Discover the post type according to the official algorithm. Can be:

  • :note
  • :article
  • :bookmark
  • :rvsp
  • :in_reply_to
  • :like_of
  • :video
  • :photo
Link to this function

name_is_title?(name, content)

View Source
@spec name_is_title?(String.t(), String.t()) :: boolean()

Determine whether the name property represents an explicit title.

see one python implementation because the official algo explanation is not clear at all (to me). I took documentation (and unit tests) from it:

Typically when parsing an h-entry, we check whether p-name == e-content (value). If they are non-equal, then p-name likely represents a title.
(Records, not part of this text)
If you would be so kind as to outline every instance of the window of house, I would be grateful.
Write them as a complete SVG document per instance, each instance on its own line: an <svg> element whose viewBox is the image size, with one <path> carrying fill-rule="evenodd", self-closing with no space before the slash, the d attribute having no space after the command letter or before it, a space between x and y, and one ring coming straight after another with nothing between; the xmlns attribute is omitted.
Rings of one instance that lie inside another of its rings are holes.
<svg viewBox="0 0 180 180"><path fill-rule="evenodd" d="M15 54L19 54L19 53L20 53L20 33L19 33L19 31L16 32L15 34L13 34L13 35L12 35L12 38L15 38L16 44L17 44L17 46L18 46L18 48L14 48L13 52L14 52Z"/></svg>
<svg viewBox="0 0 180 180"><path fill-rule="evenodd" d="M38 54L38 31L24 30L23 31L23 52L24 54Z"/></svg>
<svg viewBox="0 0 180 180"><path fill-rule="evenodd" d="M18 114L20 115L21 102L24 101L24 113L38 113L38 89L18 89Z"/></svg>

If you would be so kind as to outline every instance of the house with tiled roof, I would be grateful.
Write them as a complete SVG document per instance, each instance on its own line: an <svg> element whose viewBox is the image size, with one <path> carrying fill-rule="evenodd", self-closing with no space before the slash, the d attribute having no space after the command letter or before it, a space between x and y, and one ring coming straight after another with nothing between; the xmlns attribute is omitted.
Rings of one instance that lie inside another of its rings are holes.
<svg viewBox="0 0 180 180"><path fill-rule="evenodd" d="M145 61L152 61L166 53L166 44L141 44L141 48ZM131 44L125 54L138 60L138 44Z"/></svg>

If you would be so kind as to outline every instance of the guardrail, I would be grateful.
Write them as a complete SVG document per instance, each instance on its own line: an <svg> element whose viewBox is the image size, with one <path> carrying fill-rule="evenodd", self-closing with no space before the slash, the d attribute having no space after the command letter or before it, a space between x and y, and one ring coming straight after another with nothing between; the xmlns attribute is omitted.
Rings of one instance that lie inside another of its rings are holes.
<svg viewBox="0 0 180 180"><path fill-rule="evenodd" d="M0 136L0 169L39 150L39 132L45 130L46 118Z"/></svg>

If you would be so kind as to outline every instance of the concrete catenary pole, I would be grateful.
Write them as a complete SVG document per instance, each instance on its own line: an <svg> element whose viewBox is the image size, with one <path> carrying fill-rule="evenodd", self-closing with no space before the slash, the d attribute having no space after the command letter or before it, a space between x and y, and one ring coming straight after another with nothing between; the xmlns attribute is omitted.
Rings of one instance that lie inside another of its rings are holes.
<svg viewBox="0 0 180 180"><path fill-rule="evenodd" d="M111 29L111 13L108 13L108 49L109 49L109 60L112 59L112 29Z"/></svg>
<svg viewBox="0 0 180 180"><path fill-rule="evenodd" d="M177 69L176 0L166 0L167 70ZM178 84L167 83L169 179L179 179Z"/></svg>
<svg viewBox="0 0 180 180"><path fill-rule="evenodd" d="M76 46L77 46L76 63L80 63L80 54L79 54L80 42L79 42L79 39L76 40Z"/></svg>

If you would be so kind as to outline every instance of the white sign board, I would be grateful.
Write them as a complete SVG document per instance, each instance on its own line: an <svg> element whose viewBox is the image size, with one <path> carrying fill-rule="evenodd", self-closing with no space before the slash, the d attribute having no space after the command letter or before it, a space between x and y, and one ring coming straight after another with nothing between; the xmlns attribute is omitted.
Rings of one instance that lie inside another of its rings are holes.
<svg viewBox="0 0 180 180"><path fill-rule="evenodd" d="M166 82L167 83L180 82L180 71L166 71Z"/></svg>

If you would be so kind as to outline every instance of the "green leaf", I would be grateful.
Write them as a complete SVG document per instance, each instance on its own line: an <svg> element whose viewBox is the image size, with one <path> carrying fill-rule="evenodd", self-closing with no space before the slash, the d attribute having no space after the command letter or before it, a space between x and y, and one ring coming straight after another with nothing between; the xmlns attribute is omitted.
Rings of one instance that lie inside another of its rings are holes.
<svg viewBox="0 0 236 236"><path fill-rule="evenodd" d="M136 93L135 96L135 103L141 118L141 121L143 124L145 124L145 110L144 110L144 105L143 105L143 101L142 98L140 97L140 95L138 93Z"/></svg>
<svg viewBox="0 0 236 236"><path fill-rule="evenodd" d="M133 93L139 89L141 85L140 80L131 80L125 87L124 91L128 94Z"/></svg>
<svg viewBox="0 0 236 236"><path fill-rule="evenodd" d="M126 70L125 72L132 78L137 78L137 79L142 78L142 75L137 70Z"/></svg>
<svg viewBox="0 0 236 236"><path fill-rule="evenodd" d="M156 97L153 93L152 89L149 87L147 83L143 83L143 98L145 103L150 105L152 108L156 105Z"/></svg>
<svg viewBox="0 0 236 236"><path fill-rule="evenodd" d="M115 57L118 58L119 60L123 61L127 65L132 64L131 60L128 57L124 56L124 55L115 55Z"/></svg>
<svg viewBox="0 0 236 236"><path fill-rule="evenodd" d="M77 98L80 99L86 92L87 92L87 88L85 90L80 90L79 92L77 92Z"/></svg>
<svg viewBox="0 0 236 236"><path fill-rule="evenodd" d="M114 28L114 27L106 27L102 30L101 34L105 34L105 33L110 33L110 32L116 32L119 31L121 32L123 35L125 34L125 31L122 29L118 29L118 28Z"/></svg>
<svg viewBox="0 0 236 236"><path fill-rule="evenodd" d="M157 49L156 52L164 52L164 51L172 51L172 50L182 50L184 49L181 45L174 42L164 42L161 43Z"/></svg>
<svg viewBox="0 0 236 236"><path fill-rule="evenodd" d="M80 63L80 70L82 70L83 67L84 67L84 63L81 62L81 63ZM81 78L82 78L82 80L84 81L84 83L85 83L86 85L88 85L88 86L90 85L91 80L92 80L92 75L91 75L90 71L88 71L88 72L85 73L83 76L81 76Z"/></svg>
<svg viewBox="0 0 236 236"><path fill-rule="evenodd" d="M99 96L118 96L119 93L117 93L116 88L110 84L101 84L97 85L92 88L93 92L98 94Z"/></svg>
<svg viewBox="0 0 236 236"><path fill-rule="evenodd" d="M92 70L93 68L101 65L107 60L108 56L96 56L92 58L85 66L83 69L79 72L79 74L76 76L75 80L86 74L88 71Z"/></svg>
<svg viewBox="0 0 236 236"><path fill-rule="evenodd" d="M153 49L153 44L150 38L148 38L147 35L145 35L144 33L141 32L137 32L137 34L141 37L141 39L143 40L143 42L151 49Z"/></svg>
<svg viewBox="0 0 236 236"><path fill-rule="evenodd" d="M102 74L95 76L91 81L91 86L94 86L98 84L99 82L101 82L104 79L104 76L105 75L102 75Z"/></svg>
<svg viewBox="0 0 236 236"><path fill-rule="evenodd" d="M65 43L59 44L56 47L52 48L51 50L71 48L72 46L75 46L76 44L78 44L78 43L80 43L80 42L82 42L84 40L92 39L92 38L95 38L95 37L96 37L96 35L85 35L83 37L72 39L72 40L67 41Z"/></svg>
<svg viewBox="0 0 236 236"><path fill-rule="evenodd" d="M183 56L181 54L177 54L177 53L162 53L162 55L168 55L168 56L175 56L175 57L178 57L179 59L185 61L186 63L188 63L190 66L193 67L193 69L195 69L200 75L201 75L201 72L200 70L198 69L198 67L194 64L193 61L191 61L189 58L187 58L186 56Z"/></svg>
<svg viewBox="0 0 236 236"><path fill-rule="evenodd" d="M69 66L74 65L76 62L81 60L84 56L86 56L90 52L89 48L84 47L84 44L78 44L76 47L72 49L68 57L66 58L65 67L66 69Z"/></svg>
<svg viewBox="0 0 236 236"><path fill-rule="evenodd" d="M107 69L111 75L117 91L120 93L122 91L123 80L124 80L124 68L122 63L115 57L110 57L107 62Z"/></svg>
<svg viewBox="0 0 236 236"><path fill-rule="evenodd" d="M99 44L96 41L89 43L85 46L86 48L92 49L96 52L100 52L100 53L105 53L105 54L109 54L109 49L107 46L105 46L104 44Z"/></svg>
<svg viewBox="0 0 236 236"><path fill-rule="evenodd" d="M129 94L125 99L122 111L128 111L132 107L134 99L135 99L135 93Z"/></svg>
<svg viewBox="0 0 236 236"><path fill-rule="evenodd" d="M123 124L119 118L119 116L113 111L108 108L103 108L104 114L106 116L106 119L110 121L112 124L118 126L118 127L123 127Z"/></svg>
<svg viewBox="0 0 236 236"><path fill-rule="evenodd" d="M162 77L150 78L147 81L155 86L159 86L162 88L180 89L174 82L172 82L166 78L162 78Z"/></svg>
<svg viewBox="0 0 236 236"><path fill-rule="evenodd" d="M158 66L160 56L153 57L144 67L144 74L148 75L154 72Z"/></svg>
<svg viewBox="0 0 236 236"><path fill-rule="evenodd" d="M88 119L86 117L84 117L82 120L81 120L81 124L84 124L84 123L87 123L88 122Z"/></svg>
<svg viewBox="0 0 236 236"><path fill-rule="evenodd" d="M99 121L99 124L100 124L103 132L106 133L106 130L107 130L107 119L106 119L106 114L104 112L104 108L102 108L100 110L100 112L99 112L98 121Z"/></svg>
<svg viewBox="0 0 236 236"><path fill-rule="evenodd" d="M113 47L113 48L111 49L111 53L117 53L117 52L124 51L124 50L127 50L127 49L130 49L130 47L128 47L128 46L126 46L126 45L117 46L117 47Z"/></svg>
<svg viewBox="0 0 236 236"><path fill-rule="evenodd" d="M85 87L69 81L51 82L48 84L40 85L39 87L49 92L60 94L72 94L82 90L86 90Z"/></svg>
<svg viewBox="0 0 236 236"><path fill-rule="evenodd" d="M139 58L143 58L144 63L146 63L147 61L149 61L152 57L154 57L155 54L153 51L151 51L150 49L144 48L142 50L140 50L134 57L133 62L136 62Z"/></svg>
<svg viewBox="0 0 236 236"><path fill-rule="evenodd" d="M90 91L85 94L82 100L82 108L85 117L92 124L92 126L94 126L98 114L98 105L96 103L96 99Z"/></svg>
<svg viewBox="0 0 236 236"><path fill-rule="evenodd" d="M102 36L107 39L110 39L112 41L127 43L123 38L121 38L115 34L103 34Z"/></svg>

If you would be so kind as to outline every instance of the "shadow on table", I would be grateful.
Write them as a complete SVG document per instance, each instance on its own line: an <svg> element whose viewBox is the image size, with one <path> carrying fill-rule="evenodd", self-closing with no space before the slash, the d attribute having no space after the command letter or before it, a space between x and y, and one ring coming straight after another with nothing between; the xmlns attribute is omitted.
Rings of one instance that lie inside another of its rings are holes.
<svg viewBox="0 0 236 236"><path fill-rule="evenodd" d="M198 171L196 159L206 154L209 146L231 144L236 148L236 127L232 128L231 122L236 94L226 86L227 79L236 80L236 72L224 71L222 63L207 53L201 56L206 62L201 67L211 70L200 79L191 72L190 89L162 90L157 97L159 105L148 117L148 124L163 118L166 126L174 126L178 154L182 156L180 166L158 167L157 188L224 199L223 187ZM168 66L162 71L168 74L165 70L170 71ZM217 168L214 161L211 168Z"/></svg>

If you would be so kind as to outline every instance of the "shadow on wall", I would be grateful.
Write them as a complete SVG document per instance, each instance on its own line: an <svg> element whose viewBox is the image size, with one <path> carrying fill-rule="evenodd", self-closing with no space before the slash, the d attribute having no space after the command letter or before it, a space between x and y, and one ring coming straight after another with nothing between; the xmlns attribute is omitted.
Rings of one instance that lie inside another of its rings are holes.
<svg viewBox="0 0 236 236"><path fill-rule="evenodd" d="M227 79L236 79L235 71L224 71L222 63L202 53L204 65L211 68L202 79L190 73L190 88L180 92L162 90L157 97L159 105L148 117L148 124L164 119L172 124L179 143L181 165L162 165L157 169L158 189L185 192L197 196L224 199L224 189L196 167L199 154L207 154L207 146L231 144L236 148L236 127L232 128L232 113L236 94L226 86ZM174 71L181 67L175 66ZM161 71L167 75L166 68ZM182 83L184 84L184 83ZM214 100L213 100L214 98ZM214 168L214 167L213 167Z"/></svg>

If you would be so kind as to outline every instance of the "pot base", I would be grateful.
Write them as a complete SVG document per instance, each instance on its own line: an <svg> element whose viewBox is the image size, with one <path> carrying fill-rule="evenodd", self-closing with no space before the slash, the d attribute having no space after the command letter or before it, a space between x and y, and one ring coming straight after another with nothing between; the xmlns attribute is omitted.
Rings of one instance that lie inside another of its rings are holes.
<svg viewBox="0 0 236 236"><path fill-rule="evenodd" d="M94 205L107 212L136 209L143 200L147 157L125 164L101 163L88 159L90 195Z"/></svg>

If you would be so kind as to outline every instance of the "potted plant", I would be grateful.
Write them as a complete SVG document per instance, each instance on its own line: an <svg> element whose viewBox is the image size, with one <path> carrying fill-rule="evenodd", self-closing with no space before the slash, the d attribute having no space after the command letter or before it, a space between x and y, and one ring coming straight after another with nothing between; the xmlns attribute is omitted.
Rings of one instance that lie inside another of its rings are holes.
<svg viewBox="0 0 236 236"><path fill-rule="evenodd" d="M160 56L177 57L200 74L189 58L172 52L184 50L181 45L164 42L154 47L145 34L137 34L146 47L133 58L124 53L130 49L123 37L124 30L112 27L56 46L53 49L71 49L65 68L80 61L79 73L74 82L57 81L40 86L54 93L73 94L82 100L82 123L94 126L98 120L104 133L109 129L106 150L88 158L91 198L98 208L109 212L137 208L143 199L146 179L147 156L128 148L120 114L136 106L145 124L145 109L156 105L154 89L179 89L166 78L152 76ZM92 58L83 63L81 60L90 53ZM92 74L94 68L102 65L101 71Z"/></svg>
However, occasionally we come across an h-entry that does not provide an explicit p-name. In this case, the name is automatically generated by converting the entire h-entry content to plain text. This definitely does not represent a title, and looks very bad when displayed as such.

To handle this case, we broaden the equality check to see if content is a subset of name. We also strip out non-alphanumeric characters just to make the check a little more forgiving.